Attempts by successive governments to roll back the economic liberalization policies introduced in 1977, by bringing in protectionist measures, has weakened the economy and made it less dynamic, State Minister of Finance Eran Wickramaratne told guests at a post-budget seminar organized by the National Chamber of Exporters (NCE) last week.

He said that the economy will be less competitive and weak with trade contracting to alarming levels when State centric and protectionist measures are in place. Exports have plummeted to a low level from around 33 percent of the GDP in the year 2000 to around 12 percent in 2016.


Eran Wickramaratne

The current export structure of the country is typical of a low middle income country where there is little diversification of products and markets by few large companies.

“If we are to propel export growth as percentage of the GDP we need to break the present export structure. We need to get more new companies to the export chain, make the export procedures less cumbersome, reduce para tariffs, which is currently around 7,000 lines, in the next three years,” the Minister said.

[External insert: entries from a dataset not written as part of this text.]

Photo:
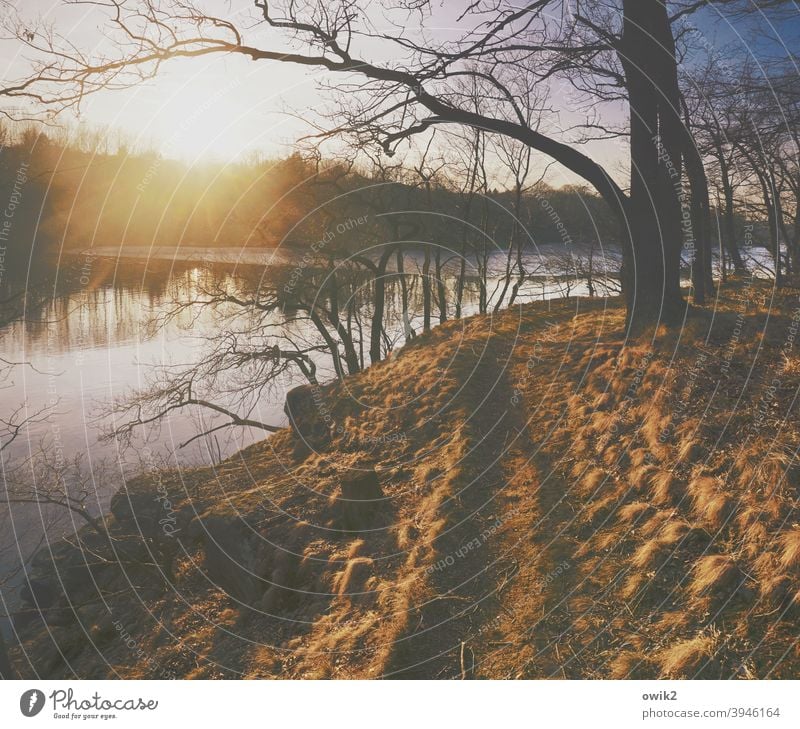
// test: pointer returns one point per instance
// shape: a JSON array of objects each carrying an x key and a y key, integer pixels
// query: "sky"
[{"x": 225, "y": 108}]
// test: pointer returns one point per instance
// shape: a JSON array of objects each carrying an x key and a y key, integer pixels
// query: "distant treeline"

A para tariff is an extra fee or tax imposed on an item in addition to the tariff stated on the country’s tariff schedule. “Therefore, in the first phase we will abolish 1,200 para tariffs that do not have Customs duty to make trade more dynamic and competitive,” Wickramaratne said.

He said all reforms will be done with due consultations and not in vacuum. “We will bring in legislation to put a halt to anti dumping practices and non viable trade measures to avert fallout from trade liberalization,’ the minister said.

However, trade experts commenting on the views expressed at the forum said inconsistent and ad hoc policy measures would not help in the long run to boost trade and revive economic growth.

“We need stable and consistent economic policies as in many developed countries where policies remain irrespective of who rules the country,” a trade expert said.

Economists said fluctuating policies from the time of Independence by successive governments have brought catastrophe to the economy which is still far behind many regional economies.

“Lee Kuan Yew admired Sri Lanka and wished Singapore to be like it. However, down the years the situation has completely reversed. We need to urgently put the economy back on track with sound and stable policies,’ an economist said.

The minister highlighted the measures taken through the 2018 Budget to support small and medium scale entrepreneurs under the theme ‘Enterprise Sri Lanka’.

“We have introduced numerous measures, such a low interest loan schemes for SMEs without collateral, which is not an easy task,” the Minister said.

He said opening an EXIM bank needs large sums of capital. It’s not an easy task. “We had development banks and regional banks. The idea behind all these is to create an apex bank to provide long term loans. We have allocated funds for research and development in agricultural products, fisheries, fruits and vegetable exports. The national intellectual property office will be upgraded to be acceptable to global markets,” Wickramaratne said.

However, the minister said that budgets alone cannot change the destiny of a country. Each one needs to take responsibility and a vital play for the country.